Wak Idrus hanya tersenyum mendengarnya.
“Melihat tekadmu ini, Wawak jadi teringat seorang ilmuwan muslim yang tampan dengan rambut pendek rapihnya.”
“Siapakah dia, Wak?”
Kisah Ibnu Sina
Wak Idrus nampak senang mendengar antusias Arkan. Maka, mulailah dia bercerita tentang tokoh muslim yang dimaksud, bernama Ibnu Sina.
“Seorang ilmuwan muslim yang cerdas sekaligus filsuf abad modern.”
Saat mulai bercerita itu, ibu selalu pulang duluan dengan berjalan kaki dan meninggalkan sepedanya untuk Arkan. Ibu mengantar hanya sekedar memastikan jika potongan itu benar-benar gaya tentara.
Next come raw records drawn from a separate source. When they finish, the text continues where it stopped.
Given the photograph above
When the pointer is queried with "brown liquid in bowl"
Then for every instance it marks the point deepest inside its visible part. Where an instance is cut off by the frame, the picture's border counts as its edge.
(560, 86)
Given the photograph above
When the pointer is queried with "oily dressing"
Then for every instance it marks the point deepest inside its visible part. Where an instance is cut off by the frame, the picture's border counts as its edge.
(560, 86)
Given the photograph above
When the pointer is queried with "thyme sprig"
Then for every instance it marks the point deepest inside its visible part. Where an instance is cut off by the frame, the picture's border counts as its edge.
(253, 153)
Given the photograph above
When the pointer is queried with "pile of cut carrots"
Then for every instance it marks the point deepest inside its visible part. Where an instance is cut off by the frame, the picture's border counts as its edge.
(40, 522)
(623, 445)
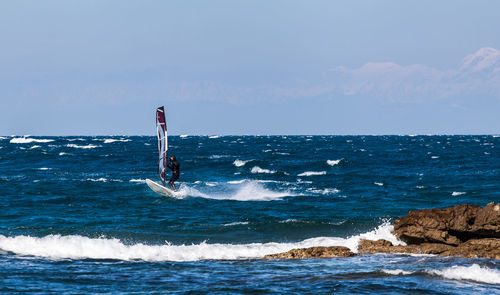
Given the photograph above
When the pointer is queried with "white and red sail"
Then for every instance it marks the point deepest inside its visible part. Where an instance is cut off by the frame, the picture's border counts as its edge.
(161, 129)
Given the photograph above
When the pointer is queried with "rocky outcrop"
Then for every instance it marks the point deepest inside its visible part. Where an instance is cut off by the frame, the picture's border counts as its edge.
(313, 252)
(451, 226)
(464, 231)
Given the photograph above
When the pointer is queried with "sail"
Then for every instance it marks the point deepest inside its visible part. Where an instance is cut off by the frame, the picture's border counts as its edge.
(161, 129)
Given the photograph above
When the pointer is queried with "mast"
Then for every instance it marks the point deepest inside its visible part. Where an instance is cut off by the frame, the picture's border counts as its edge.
(161, 129)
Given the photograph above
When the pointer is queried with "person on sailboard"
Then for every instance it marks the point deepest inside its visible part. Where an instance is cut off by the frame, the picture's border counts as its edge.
(174, 166)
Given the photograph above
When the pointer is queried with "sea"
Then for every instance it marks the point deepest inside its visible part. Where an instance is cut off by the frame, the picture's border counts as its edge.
(76, 216)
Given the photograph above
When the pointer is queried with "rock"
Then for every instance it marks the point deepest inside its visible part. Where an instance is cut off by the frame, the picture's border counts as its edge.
(313, 252)
(486, 248)
(384, 246)
(451, 226)
(434, 248)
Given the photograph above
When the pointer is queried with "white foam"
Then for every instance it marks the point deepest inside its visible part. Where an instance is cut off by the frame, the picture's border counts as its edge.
(138, 180)
(312, 173)
(251, 191)
(236, 181)
(257, 169)
(470, 273)
(89, 146)
(29, 140)
(111, 140)
(333, 162)
(397, 272)
(102, 179)
(239, 163)
(236, 223)
(81, 247)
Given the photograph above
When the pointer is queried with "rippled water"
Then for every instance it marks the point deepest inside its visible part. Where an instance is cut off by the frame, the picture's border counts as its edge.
(76, 215)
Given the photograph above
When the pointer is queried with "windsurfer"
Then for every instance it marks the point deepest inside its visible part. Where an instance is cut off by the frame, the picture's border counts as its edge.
(174, 166)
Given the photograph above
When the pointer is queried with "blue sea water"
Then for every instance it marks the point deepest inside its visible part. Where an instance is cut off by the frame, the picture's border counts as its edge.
(77, 217)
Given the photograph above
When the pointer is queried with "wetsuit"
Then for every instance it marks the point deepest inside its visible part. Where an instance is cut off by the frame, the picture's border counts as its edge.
(174, 166)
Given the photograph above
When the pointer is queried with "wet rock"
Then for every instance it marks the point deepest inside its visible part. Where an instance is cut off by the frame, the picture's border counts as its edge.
(451, 226)
(384, 246)
(486, 248)
(313, 252)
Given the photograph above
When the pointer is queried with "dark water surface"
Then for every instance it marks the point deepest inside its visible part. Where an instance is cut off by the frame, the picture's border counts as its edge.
(77, 217)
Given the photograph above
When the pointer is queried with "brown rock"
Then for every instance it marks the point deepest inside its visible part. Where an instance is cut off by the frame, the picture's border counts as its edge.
(486, 248)
(452, 226)
(384, 246)
(313, 252)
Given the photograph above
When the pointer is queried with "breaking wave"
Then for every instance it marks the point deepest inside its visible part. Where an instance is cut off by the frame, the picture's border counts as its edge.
(312, 173)
(239, 163)
(89, 146)
(333, 162)
(111, 140)
(257, 169)
(81, 247)
(29, 140)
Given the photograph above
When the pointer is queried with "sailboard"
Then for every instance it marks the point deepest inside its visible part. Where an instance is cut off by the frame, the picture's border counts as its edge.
(161, 130)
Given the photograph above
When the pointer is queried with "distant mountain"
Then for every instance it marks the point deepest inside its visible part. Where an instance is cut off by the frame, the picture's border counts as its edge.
(486, 60)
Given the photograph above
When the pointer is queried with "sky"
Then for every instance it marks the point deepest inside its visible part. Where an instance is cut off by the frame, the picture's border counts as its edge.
(250, 67)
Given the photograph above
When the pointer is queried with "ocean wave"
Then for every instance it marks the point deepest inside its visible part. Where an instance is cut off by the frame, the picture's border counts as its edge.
(29, 140)
(250, 191)
(396, 272)
(333, 162)
(89, 146)
(240, 163)
(470, 273)
(81, 247)
(312, 173)
(111, 140)
(236, 223)
(257, 169)
(138, 180)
Padahal dia sudah sebesar ini, sudah kelas 3 SMA.
Tapi seakan-akan ibunya, amat begitu menerapkan kedisiplinan dan kerapihan. Sampai mau mengantarnya di sela-sela kesibukannya mengurus kedua adik perempuannya dan adik bungsu laki-lakinya yang masih balita. Dia melihat ibunya, seperti tergila-gila pada militer itu!
Dari rumah Arkan, waktu tempuh ke Kios Potong Rambut Barokah milik Wak Idrus mencapai 10 menit. Letaknya di pinggir jalan di ujung desa. Meski kecil dan sempit, di kios Wak Idrus inilah hampir semua anak laki-laki di desa terpencil itu memotong rambut mereka.
Euforia Gaya Potong Rambut
“Kalau nanti potong rambut lagi, aku mau gaya mohawk. Sedang tren sekarang,” papar Mada. Anak penjual galon itu memang sering membual bisa gonta-ganti gaya rambut meski hanya berakhir di kerongkongan saja lantaran ibunya tak pernah memenuhi keinginannya.
Terakhir kali bocah tambun itu meminta Wak Idrus memotong gaya cepmek, permintaannya justru mendapat protes dari ibunya dan ceramah singkat dari Wak Idrus.
“Selagi masih sekolah, gaya rambut rapih merupakan bagian dari pendidikan karakter,” kata Wak Idrus, “Rambut rapih merupakan ciri siswa yang disiplin dan taat pada peraturan. Tipe siswa yang kelak akan menjadi masyarakat berbudi luhur,” pungkasnya.
Jelas saja Wak Idrus tak akan memenuhi permintaannya karena tak tahu macam apa gaya cepmek itu.
“Baru juga SMA, sudah mau rambut model tak jelas begitu! Mau jadi apa kau, hah?! Anak jalanan?!” hardik Ibu Mada.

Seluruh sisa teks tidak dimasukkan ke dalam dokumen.